You are working for a retail company that wants to analyze sales performance. The business goal is to track and understand sales trends across different dimensions like time, products, and regions. Your task is to create a star schema to support this analysis and implement the ETL pipeline using Apache Airflow.
-
Gather Business Requirements
- Understand the key questions the business wants to answer. For example:
- What are the total sales by product category each month?
- Which region has the highest sales in a given quarter?
- What is the trend of sales for a specific product over time?
-
Conceptual Model
Define the high-level entities and their relationships.
- Logical Model
Detail the specific attributes of each entity, including keys and relationships.
- Physical Model
Translate the logical model into a database schema with tables, columns, and data types. ETL Pipeline
- Create an Airflow DAG to:
- Extract sales, product, and region data from source systems.
- Transform the data to match the star schema structure.

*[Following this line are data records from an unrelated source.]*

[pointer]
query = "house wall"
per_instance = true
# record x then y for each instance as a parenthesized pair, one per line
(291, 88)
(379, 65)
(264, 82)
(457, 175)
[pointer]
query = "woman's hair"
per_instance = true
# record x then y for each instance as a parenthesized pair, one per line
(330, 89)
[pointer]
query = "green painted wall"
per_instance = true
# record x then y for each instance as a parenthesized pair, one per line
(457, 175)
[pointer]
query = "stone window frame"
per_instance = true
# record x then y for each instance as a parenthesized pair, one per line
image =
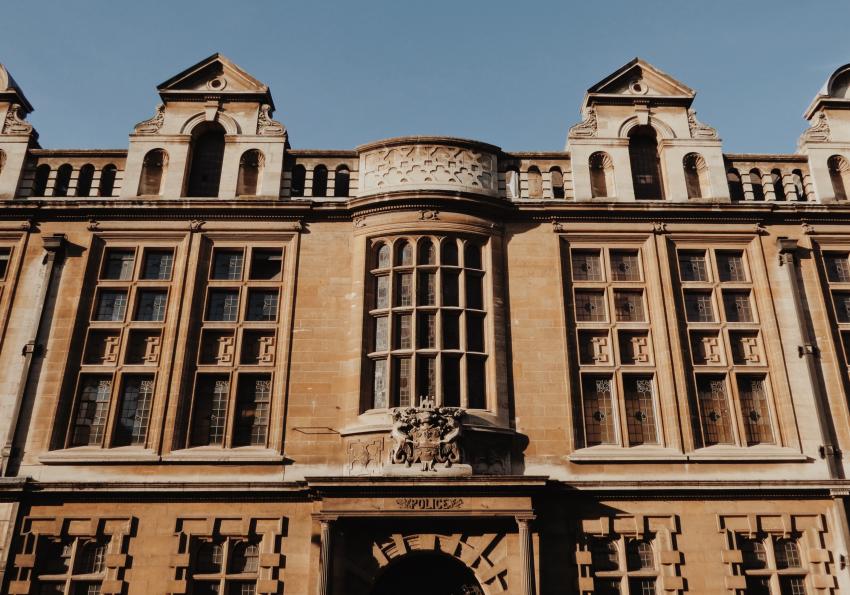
(115, 531)
(661, 530)
(372, 313)
(114, 364)
(274, 365)
(268, 532)
(654, 325)
(810, 532)
(722, 362)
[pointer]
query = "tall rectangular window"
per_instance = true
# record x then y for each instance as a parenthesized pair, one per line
(429, 294)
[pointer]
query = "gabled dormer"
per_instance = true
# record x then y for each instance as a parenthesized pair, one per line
(212, 136)
(827, 141)
(16, 134)
(640, 140)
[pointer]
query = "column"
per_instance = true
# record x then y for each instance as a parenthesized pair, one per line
(325, 563)
(526, 554)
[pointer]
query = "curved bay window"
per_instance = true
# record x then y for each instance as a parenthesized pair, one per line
(427, 312)
(645, 162)
(207, 157)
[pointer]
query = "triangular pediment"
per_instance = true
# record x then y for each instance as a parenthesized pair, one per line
(641, 78)
(215, 75)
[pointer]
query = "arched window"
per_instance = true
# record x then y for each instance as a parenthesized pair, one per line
(601, 175)
(839, 175)
(778, 186)
(299, 176)
(342, 181)
(696, 175)
(535, 183)
(63, 180)
(207, 157)
(42, 174)
(107, 180)
(799, 186)
(153, 168)
(85, 179)
(250, 166)
(557, 179)
(320, 181)
(736, 188)
(512, 183)
(646, 165)
(755, 182)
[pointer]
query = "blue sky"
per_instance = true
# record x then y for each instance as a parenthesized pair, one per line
(345, 73)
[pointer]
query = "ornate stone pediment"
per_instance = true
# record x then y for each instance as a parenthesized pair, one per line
(427, 435)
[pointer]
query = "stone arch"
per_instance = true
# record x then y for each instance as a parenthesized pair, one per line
(485, 555)
(663, 130)
(230, 125)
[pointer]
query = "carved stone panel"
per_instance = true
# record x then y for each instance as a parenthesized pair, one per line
(429, 166)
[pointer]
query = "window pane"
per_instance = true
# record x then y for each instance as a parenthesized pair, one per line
(730, 266)
(698, 306)
(754, 408)
(382, 292)
(111, 305)
(427, 288)
(136, 398)
(118, 265)
(736, 305)
(402, 382)
(625, 265)
(587, 265)
(842, 305)
(262, 304)
(640, 410)
(379, 386)
(714, 410)
(403, 335)
(692, 266)
(837, 267)
(210, 410)
(598, 411)
(227, 264)
(151, 305)
(253, 399)
(266, 264)
(404, 290)
(381, 333)
(223, 305)
(476, 389)
(590, 306)
(158, 264)
(629, 306)
(451, 381)
(92, 410)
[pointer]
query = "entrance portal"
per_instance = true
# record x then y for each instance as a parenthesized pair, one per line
(427, 574)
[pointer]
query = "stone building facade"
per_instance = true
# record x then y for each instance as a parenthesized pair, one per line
(425, 365)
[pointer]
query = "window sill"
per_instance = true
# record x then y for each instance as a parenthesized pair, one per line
(634, 454)
(92, 455)
(768, 454)
(205, 454)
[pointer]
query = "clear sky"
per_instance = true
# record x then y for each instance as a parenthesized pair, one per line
(348, 72)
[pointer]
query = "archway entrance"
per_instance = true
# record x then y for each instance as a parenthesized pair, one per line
(427, 574)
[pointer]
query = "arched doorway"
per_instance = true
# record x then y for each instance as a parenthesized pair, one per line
(427, 573)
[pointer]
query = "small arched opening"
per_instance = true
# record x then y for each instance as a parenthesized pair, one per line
(426, 573)
(85, 179)
(207, 156)
(153, 170)
(250, 170)
(839, 175)
(646, 163)
(342, 181)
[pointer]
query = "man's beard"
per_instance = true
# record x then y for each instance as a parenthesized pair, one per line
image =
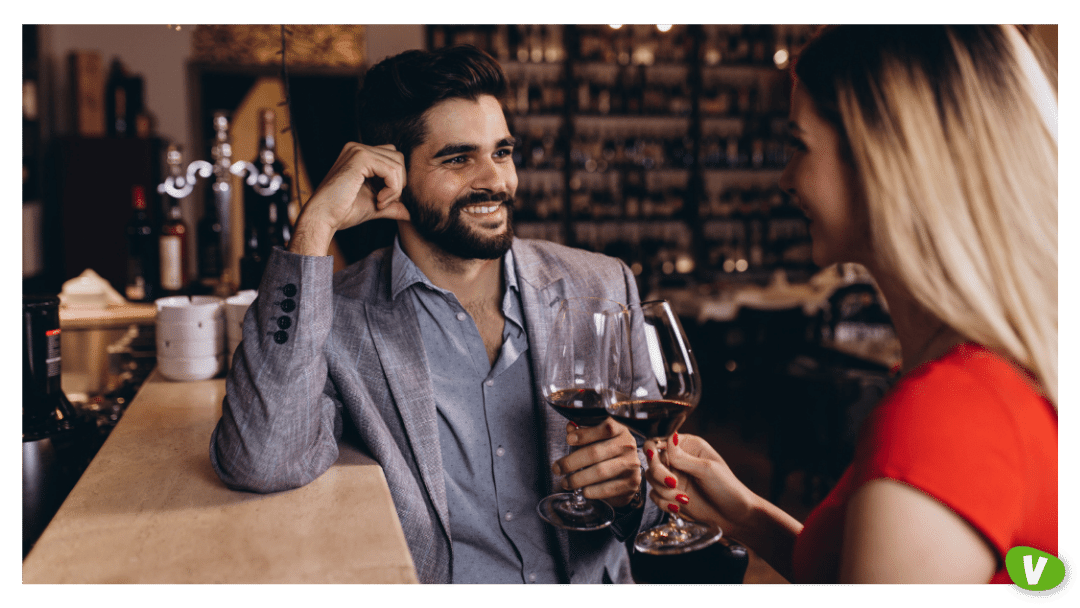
(451, 234)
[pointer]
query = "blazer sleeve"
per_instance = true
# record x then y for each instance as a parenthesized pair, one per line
(281, 417)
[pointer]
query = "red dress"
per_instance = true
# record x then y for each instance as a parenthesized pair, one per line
(968, 430)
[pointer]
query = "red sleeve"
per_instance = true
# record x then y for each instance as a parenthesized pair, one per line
(953, 434)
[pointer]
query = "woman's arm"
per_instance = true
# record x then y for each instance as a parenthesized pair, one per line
(895, 534)
(688, 475)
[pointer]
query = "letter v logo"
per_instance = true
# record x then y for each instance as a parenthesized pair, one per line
(1034, 573)
(1033, 569)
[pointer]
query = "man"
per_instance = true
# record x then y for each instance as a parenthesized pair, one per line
(431, 348)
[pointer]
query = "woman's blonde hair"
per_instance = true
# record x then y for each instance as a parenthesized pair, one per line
(953, 132)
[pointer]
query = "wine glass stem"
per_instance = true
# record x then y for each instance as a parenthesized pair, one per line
(579, 498)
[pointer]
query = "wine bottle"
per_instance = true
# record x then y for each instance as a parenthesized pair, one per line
(142, 251)
(53, 433)
(213, 229)
(266, 206)
(46, 410)
(172, 239)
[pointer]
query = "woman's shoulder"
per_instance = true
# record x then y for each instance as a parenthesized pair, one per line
(968, 377)
(968, 400)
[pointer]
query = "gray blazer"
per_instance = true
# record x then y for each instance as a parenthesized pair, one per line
(351, 352)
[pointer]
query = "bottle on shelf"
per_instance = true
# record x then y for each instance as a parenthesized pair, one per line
(213, 231)
(266, 206)
(142, 251)
(173, 238)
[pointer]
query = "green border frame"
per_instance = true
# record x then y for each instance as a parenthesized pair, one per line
(562, 11)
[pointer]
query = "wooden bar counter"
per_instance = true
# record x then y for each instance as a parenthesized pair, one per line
(150, 510)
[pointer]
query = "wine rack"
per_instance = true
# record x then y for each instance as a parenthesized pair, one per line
(662, 148)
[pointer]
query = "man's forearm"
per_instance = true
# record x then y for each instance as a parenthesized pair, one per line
(312, 238)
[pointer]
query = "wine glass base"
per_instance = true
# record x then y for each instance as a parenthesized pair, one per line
(671, 538)
(559, 511)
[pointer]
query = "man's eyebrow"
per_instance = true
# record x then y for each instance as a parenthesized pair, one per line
(451, 149)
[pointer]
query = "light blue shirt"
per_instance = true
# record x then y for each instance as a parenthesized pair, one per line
(489, 432)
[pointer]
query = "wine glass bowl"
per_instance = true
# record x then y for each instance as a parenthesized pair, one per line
(577, 372)
(656, 386)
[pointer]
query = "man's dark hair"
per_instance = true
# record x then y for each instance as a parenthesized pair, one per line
(399, 90)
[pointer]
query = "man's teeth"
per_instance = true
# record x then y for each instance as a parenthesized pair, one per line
(480, 211)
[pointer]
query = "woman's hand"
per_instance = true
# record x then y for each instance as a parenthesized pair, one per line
(689, 477)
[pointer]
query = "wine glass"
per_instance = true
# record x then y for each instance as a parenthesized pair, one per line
(577, 368)
(655, 389)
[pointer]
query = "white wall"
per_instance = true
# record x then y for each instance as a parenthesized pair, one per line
(160, 54)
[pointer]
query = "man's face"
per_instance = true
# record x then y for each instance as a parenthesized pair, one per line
(461, 179)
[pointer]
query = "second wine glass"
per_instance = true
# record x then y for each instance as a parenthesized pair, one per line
(578, 366)
(655, 389)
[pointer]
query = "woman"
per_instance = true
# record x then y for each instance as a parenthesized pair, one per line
(929, 154)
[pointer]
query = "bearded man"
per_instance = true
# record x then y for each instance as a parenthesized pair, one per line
(429, 351)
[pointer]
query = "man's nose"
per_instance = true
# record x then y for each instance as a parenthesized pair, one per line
(495, 177)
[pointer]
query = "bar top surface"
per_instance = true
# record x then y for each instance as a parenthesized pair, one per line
(150, 510)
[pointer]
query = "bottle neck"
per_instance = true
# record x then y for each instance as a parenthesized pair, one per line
(174, 210)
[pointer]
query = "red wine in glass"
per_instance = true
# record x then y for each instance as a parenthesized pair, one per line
(651, 418)
(577, 367)
(655, 387)
(581, 406)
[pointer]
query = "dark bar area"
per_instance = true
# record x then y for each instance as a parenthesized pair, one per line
(254, 339)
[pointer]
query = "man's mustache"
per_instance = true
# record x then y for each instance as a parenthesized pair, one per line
(481, 198)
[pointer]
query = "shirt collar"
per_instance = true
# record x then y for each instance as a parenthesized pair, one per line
(405, 273)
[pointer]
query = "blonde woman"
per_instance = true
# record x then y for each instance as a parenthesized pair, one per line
(929, 154)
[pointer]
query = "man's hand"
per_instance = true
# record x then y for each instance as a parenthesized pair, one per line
(365, 183)
(605, 462)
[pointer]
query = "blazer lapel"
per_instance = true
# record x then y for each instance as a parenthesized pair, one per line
(542, 289)
(396, 335)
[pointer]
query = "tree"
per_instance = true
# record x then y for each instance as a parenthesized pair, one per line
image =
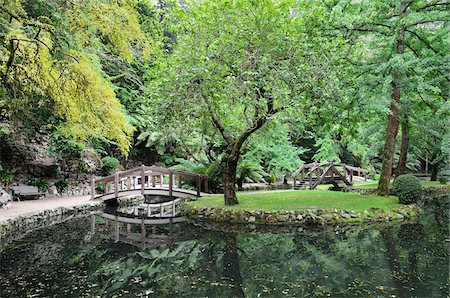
(400, 46)
(235, 67)
(48, 53)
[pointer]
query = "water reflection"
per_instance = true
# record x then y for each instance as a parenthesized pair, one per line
(85, 257)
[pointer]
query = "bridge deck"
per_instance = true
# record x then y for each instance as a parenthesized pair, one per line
(151, 180)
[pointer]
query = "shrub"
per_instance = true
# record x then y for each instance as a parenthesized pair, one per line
(408, 189)
(41, 184)
(61, 185)
(109, 164)
(444, 175)
(5, 177)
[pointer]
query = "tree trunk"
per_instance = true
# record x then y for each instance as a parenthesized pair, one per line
(392, 129)
(404, 147)
(434, 172)
(229, 167)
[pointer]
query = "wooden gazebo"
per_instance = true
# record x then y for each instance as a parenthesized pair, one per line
(313, 174)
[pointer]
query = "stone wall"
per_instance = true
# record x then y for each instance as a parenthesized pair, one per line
(28, 157)
(298, 217)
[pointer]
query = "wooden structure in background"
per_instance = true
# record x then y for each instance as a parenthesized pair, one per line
(313, 174)
(149, 180)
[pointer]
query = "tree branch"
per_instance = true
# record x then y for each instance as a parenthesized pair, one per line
(422, 40)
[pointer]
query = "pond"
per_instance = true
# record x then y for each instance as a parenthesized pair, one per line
(94, 256)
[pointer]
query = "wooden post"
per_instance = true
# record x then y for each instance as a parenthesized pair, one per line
(92, 189)
(116, 185)
(143, 231)
(310, 180)
(199, 185)
(173, 208)
(117, 228)
(142, 180)
(206, 184)
(170, 182)
(93, 224)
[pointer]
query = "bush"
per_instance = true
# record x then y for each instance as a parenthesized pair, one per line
(5, 177)
(444, 174)
(408, 189)
(41, 184)
(61, 185)
(109, 164)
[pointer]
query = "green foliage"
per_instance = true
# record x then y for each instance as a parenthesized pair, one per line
(109, 164)
(61, 185)
(328, 149)
(41, 184)
(201, 167)
(407, 188)
(60, 74)
(6, 177)
(65, 147)
(444, 174)
(250, 170)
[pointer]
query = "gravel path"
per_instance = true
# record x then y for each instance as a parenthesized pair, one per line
(34, 206)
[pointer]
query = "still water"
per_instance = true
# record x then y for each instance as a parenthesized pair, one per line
(95, 256)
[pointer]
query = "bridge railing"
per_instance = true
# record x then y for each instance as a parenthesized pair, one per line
(147, 177)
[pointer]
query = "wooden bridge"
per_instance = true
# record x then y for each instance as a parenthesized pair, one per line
(149, 180)
(315, 173)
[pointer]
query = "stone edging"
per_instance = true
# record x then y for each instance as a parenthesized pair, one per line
(428, 192)
(299, 217)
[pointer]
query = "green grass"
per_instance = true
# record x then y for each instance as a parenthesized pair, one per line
(300, 200)
(374, 184)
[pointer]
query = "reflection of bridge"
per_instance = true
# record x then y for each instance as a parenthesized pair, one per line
(314, 174)
(145, 180)
(142, 232)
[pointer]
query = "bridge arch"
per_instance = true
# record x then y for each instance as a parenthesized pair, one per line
(149, 180)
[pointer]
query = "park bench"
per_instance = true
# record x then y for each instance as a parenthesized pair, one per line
(26, 191)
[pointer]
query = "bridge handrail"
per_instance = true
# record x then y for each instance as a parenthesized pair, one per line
(147, 171)
(159, 205)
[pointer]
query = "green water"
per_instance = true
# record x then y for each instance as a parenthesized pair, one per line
(81, 258)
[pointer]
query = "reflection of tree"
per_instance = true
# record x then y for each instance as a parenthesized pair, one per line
(393, 260)
(411, 236)
(231, 269)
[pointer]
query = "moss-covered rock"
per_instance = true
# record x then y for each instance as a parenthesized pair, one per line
(310, 216)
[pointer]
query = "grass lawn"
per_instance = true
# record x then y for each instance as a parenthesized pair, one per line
(293, 200)
(374, 184)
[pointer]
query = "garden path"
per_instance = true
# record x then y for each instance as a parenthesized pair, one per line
(34, 206)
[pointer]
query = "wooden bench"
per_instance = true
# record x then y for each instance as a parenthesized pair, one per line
(26, 191)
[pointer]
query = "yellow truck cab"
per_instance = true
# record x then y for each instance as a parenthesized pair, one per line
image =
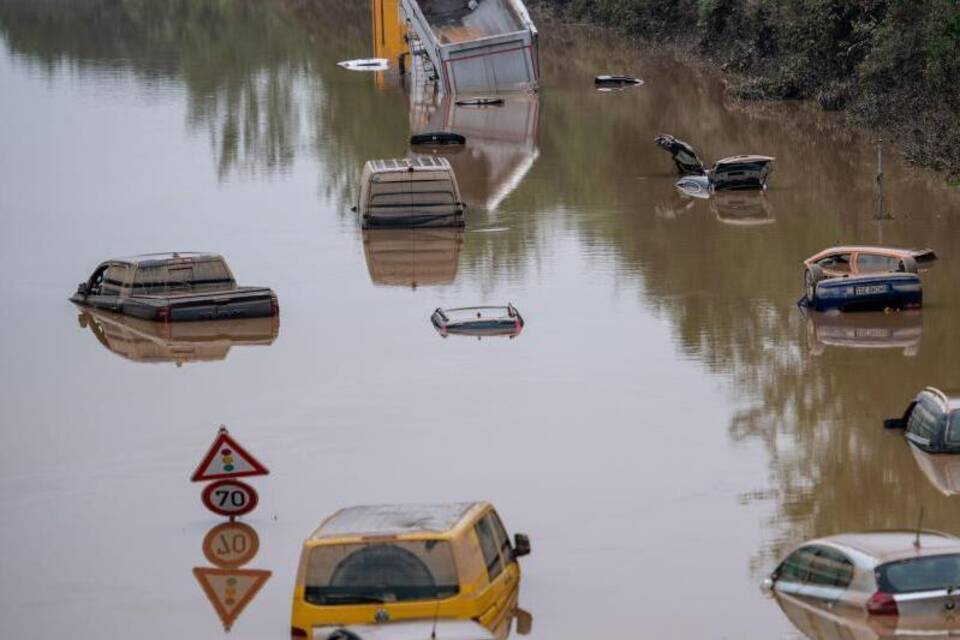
(377, 564)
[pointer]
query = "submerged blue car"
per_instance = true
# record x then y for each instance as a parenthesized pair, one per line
(865, 293)
(892, 285)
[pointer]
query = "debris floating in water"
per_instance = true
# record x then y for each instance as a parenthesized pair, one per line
(482, 101)
(438, 138)
(616, 82)
(366, 64)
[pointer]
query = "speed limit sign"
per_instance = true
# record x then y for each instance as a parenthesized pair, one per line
(230, 498)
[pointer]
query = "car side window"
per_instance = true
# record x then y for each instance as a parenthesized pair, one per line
(924, 418)
(953, 428)
(831, 568)
(876, 263)
(836, 262)
(796, 566)
(488, 545)
(503, 541)
(114, 279)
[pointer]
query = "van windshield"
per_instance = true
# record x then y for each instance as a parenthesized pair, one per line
(394, 571)
(920, 574)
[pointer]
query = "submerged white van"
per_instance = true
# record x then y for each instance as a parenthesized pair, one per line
(410, 192)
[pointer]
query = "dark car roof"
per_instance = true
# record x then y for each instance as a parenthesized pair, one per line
(168, 256)
(950, 397)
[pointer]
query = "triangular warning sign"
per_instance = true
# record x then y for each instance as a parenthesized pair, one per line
(230, 590)
(227, 459)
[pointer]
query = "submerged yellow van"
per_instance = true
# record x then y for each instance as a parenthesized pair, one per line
(376, 564)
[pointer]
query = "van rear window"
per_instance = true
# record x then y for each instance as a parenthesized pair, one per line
(920, 574)
(394, 571)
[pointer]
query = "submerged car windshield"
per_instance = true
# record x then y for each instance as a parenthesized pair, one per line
(920, 574)
(953, 431)
(393, 571)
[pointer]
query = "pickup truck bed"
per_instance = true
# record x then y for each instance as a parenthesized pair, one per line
(240, 302)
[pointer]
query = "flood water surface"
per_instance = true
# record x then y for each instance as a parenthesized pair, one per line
(666, 425)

- Load the data into a data warehouse.
Below there's a data sample:
[
{
"sales_id": 1234,
"product_id": 1,
"product_name": "Laptop",
"category": "Electronics",
"price": 1200.0,
"quantity": 2,
"total_amount": 2400.0,
"customer_id": 3,
"customer_name": "Charlie",
"region": "East",
"payment_method": "Credit Card",
"sale_date": "2024-12-30 15:20:30"
}
]
Since the data is retrieved by a server (pull ingestion) these are the steps to achieve:
- EXTRACT and LOAD
- read data from the API
- store raw data into a bucket
- read raw data from bucket and load to datawarehouse
- move raw data to hist
- TRANSFORM
- populate the DIM tables
- populate the FCT table
create table ace-mile-446412-j2.SALES.RAW_SALES(
category string,
customer_id string,
customer_name string,
payment_method string,
price string,
product_id string,
product_name string,
quantity string,
region string,
sale_date string,
sales_id string,
total_amount string,
insert_timestamp timestamp default current_timestamp()
);
create table ace-mile-446412-j2.SALES.EXT_RAW_SALES(
category string,
customer_id int64,
customer_name string,
payment_method string,
price float64,
product_id int64,
product_name string,
quantity int64,
region string,
sale_date timestamp,
sales_id int64,
total_amount float64,
insert_timestamp timestamp default current_timestamp()
);
CREATE TABLE ace-mile-446412-j2.SALES.DIM_PRODUCT (
product_id int64,
product_name STRING,
category STRING,
price float64,
insert_timestamp timestamp default current_timestamp()
);
CREATE TABLE ace-mile-446412-j2.SALES.DIM_CUSTOMER (
customer_id int64,
customer_name STRING,
region STRING,
insert_timestamp timestamp default current_timestamp()
);
CREATE TABLE ace-mile-446412-j2.SALES.FCT_SALES (
fct_id int64,
sales_id int64,
sale_date timestamp,
customer_id int64,
product_id int64,
payment_method STRING,
quantity INT64,
total_amount FLOAT64,
insert_timestamp timestamp default current_timestamp()
);
CREATE TABLE ace-mile-446412-j2.SALES.CFG_FLOW_MANAGER (
FLOW_NAME STRING,
LAST_VALUE timestamp,
insert_timestamp timestamp default current_timestamp()
);